I’ve never written that sentence before and truthfully I keep deleting it and retyping it. Why? Because it feels wrong to talk about struggling to breathe when our children actually fight for their breath every single day of their lives. It feels almost disrespectful, because my lungs work perfectly. And yours probably do too. But I write it like this to acknowledge the elephant in many of our rooms – the thing parents never really want to talk about, the thing that stifles my breath on a regular basis. The big beastly thing called anxiety.
No, parental anxiety is not life-threatening. But it’s certainly debilitating. It stops you falling asleep. It wakes you up early. It kicks you in the stomach. It makes your breath shallow. It makes your heart panicky. It makes you hyper alert and jumpy. It makes your brain play tricks on itself. And it’s something we need to talk about more.
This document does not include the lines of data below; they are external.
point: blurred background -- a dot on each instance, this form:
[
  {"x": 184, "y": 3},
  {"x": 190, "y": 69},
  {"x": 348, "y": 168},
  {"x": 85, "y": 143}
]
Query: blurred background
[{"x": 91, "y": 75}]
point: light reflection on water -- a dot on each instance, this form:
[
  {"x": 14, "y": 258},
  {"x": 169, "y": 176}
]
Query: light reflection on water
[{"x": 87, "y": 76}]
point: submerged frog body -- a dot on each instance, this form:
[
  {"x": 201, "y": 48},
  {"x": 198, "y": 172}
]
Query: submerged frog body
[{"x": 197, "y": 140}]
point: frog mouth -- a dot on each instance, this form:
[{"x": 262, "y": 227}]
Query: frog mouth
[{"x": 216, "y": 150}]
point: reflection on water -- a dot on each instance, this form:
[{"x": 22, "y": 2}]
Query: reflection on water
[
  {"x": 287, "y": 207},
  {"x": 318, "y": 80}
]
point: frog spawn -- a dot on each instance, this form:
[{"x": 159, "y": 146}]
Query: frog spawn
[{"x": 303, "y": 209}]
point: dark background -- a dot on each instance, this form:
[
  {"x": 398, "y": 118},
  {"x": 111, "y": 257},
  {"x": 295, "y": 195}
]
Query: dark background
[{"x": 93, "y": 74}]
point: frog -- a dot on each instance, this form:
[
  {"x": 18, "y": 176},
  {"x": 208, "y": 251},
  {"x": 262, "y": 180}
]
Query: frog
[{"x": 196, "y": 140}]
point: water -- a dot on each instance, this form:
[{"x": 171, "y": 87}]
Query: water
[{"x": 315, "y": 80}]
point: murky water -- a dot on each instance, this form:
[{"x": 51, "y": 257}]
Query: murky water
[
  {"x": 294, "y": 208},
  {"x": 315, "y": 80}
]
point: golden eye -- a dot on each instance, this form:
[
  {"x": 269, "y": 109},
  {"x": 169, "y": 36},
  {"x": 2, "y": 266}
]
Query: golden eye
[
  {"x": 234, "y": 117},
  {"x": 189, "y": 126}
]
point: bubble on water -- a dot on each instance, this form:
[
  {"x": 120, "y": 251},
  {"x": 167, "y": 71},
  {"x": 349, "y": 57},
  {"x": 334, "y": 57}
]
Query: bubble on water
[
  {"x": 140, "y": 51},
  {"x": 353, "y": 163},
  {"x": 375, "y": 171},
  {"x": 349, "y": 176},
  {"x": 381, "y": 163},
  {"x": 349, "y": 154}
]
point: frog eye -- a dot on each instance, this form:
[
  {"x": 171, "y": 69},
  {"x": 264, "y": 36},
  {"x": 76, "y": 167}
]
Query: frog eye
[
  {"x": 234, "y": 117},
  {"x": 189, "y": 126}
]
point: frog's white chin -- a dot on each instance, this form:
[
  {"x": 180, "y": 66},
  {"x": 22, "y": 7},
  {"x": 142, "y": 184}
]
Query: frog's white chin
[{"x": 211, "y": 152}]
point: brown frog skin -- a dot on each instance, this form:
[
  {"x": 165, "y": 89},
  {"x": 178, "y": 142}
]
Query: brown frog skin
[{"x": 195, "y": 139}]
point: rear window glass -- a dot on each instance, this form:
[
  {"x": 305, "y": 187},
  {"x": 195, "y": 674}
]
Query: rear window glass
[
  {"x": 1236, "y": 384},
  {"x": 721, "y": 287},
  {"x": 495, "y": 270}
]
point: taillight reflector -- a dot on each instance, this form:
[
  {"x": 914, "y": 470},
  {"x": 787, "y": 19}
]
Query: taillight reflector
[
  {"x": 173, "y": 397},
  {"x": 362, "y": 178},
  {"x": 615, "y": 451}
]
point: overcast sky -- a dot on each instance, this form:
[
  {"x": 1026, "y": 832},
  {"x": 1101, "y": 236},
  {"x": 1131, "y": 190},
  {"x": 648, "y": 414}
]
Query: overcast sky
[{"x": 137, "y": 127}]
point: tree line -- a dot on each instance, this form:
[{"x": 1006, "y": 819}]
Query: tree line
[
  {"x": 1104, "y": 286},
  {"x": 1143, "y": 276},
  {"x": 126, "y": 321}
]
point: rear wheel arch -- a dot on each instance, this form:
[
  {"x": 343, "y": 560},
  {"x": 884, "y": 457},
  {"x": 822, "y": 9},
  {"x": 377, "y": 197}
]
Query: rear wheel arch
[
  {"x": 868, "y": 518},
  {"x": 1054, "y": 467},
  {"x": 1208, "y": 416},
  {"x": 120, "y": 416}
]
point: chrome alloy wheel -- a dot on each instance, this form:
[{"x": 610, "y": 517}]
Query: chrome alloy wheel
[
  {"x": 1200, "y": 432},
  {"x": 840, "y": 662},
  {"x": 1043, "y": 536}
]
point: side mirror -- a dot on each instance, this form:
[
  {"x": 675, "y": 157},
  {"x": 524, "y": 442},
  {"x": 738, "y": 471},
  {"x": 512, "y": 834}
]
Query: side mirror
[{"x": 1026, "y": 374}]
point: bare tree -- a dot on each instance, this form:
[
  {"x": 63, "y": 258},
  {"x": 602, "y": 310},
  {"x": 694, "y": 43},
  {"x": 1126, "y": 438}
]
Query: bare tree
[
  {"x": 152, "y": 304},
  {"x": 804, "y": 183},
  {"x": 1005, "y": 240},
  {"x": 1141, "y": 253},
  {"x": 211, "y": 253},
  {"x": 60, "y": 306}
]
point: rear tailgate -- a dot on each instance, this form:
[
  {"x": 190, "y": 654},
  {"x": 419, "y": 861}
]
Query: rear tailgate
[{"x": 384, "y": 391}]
Mine appears to be something of a shapeshifter. Small and easily silenced at times, huge and darkly domineering at others. It rarely has an in-between presence, it’s either something I’m aware of and in charge of or something that has me crouching in the corner under its large looming shadow, while it sniggers at what easy prey I am.
Of course this beast exists because of the intense love I have for my daughter with CF. It exists because I am desperate to protect her and give her the best possible life. And with desperation comes vulnerability. Naturally, I want to shield her from my anxiety, because I want to fill her head with positive thoughts and empowerment. So I hide my own fears deep down in the pit of my stomach.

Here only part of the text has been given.